Beim Miniaturmodell-Hersteller Herpa in Dietenhofen gibt es einen Wechsel in der Geschäftsführung.
Zum 1. September ist Johannes Kraus in die Geschäftsführung der Herpa Miniaturmodelle GmbH berufen worden, teilte das Unternehmen mit. Der 41-jährige Betriebswirt sei seit 24 Jahren im Unternehmen und mit den Abläufen und Strukturen „bestens vertraut“.

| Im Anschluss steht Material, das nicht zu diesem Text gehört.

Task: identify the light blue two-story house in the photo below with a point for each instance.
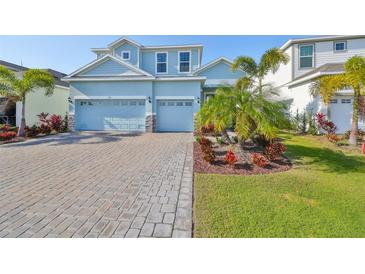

Kraus verfüge über „umfassende Erfahrung und Expertise, insbesondere im Bereich Technik und Produktion, den er seit vielen Jahren erfolgreich betreut“, schreibt die Herpa-Pressestelle weiter. In früheren Stationen seiner Laufbahn habe er zudem Kenntnisse in den Bereichen Arbeitsvorbereitung, Vertrieb und Auftragsbearbeitung gesammelt.
Nach einer Übergangszeit als gemeinsame Geschäftsführung wird Dipl.-Ing. Hermann Prinz zu Leiningen zum 1. Januar 2025 die Geschäftsführung verlassen und als Gesellschafter die Nachfolge seines Vater Fürst Andreas zu Leiningen antreten. Der Wirtschaftsingenieur werde zudem weitere unternehmerische Verantwortung im Familienunternehmen übernehmen.
Johannes Kraus plant laut der Mitteilung, Herpa durch effektive Produktionsmethoden, angepasste Vertriebsstrukturen und die Erschließung neuer Absatzmärkte wettbewerbsfähig aufzustellen, während gleichzeitig ökologische und ökonomische Ziele in Einklang gebracht werden. Im Rahmen dieser Strategie soll die Marke von Herpa, die seit 75 Jahren besteht, gestärkt und im Wettbewerbsumfeld gefestigt werden.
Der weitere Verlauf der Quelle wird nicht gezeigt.